彼女にしてみれば、「男と女の前で態度が違う」という同性からの非難をも避けたかったのでしょう。とてもすがすがしいですが、とても損をしている典型的「もったいない美人」さんと言えます。

「美人」を無効化しようとしすぎて

Wさんのように、美人であることに逆コンプレックスを持ってしまい、「いや、美人だけどいい気になったり人見下したり、性格悪かったりしないですから!」と、自ら先回りしてアピールしたいがために、やりすぎてしまう人。

もしくは、「外見だけで判断してほしくない!」と反骨精神を燃やしてしまう人。

そんな人が、「美人」という記号を無効化しようとしすぎて、「美人で同性ウケもいいけど縁遠い」ということになりやすいのではないでしょうか?

例えば、「美人なのにものすごくおっさんぽい」「美人だけど、マニアックすぎて引かれる」などなど…。

もはや美術品型

美人と一口にいっても、ルックスのタイプもレベルもまちまち。だけど、あまりにも完成度の高い美人はそれだけで縁遠くなっているという可能性があります。

美しすぎるものは、実用できない

イスタンブールのトプカプ宮殿で、オスマン帝国の調度品を見たとき、あまりの華美さに筆者は唖然としてしまいました。

純金製で、ルビーやサファイヤが数百個も散りばめられ、持ち手が美しい貝殻細工で彩られたコーヒーカップ…こんなもので朝からコーヒーなんて飲めないよ!

あまりに華美で贅を尽くしたものは、日常使いには不向き。ハリウッドスターがレッドカーペット上で着ているオートクチュールのドレスは、芸術とも言える美しさですが、あれを着て普段電車には乗れないですよね。

完成度が高すぎる美人

人間でも、同じことが言えるのではないでしょうか。美術品のような非のうちどころのない美しい人。そんな人は、もはや鑑賞するための存在になってしまい、付き合いたいなどという感情を呼び起こさない。

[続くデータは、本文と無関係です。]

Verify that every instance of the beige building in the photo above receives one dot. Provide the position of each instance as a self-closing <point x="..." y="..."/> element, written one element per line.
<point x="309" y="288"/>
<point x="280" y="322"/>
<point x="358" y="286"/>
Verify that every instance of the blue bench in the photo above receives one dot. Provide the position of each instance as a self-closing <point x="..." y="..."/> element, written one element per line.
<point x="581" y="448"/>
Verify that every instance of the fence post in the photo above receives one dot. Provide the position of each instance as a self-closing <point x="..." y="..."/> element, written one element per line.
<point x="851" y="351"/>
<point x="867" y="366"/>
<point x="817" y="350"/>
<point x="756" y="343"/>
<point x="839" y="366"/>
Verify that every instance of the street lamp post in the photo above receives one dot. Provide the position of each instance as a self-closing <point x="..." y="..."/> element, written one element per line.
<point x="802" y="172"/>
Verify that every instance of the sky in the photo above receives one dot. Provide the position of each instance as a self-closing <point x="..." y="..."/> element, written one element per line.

誰かと付き合うというのは日常です。日常に、そんな美術品のような人を当てはめて考えられる男性がどれだけいるでしょうか?

「美人は高嶺の花に見られて男性が近寄りがたい」という説もありますが、自分に自信がある男性なら躊躇せずに狙っていくもの。だけど、度を越えた美しさだと、並大抵の男では近づけないでしょう。

そんなレベルの美人さんは、芸能界などの特殊な世界に身を置かない限り、縁遠くなってしまう可能性が高いといえます。

美人でスタイルもセンスもいい。仕事もできて、人当たりもいい。同性から見れば羨ましい存在ですが、そんな人でも恋愛に恵まれているとは限りません。

そういった分かりやすい記号だけで語れないのが、逆に言うと恋愛の面白さなのかもしれませんね。